El pequeño salto al futuro le permite al autor indagar hacia dónde se dirigen los distintos movimientos sociales, políticos y culturales. El mundo del 2030 está atravesado por una extraña globalización; leer Pistas falsas da la sensación de mirar al precipicio: ministerios que funcionan en los sótanos de las multinacionales, embotellamientos que condenan a los conductores a una suerte de "autopista del sur"eterna, el smog oculta montañas y soles.
—El ambiente del libro transmite una sensación de fin de época: ¿eso es lo que piensa que va a pasar en los próximos años?
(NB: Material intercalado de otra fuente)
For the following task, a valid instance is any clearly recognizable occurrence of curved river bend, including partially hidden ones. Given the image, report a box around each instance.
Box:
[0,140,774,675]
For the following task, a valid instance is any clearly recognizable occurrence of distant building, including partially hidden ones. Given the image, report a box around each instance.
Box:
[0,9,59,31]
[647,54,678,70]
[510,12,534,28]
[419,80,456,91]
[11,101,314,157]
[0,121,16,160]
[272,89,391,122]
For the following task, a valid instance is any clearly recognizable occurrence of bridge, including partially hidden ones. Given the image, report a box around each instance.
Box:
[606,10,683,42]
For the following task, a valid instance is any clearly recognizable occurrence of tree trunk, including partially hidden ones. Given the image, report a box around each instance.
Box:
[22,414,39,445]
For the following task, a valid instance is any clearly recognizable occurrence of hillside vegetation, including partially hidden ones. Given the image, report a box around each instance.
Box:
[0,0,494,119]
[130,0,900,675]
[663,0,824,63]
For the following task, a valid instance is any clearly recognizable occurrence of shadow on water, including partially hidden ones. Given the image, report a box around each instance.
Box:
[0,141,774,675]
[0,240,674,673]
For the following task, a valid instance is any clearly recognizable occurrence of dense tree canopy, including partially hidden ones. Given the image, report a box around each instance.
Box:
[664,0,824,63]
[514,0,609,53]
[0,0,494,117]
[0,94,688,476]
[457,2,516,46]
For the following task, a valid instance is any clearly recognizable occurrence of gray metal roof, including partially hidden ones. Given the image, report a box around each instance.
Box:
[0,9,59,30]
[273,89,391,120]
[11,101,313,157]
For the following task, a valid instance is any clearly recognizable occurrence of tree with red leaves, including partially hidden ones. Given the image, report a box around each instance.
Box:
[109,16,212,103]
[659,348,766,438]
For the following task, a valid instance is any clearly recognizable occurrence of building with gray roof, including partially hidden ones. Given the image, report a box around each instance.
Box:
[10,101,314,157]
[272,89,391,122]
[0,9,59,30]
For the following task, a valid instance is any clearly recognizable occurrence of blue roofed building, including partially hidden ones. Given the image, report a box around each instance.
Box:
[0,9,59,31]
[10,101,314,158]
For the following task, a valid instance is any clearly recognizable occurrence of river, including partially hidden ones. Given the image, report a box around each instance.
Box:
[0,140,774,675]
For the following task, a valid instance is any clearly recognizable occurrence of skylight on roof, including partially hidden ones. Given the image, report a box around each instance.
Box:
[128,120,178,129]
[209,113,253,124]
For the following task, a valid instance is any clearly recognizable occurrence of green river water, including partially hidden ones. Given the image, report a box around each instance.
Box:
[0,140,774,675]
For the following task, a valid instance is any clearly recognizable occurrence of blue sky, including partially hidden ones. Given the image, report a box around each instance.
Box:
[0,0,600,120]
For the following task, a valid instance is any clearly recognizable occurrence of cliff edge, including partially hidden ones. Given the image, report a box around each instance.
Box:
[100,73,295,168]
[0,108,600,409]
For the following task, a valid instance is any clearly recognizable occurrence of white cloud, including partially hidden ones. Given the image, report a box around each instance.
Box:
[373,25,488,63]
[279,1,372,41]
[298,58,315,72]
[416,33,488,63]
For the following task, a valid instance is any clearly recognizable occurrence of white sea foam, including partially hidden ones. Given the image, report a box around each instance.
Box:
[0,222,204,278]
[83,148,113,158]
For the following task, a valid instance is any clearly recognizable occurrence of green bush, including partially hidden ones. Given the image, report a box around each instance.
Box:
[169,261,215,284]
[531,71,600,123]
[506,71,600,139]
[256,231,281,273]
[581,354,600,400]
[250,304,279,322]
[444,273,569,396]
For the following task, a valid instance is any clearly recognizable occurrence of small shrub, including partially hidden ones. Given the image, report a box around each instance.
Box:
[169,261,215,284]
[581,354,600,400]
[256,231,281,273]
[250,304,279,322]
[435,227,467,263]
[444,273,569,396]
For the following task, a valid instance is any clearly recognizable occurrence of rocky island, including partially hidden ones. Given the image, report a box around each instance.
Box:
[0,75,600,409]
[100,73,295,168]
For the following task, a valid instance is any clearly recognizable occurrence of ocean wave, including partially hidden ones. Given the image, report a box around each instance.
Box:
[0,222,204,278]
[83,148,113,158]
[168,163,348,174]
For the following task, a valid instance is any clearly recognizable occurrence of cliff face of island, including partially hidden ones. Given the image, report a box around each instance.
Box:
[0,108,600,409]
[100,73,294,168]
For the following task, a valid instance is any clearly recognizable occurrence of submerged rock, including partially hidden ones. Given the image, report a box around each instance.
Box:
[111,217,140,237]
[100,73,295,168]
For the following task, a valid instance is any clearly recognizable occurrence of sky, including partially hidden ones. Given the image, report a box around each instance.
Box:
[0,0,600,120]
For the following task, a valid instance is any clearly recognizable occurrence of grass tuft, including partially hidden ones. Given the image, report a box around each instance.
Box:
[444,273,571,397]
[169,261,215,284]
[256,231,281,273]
—De fin e inicio de época. Muchas de las preguntas del libro tienen que ver con hacia dónde vamos, qué está empezando, por qué los jóvenes se asocian de maneras distintas a como la gente se juntaba y conversaba en el pasado. Hay un poquito de presencia de las tecnologías, pero no quise aventurarme mucho porque no soy un especialista en innovación tecnológica. No la veo como una novela apocalíptica. Hay un doble juego: la sensación de fin de muchos tiempos —algunos que persisten y se enredan, otros que no logramos desprendernos y otros que quisiéramos que duren un poco más porque dan más confianza— y también la aventura de tratar de entender lo que están haciendo. Tampoco es una novela nostálgica, me parece.
—Cada país es apocalíptico a su manera, como diría Tolstoi.
—¡O de varias maneras! [Se ríe] Argentina tiene una colección de formas apocalípticas.
—La novela tiene un vínculo muy fuerte con el arte. Creo que la gran pregunta del libro es sobre los límites de la representación, un tema que también ha trabajado en sus ensayos.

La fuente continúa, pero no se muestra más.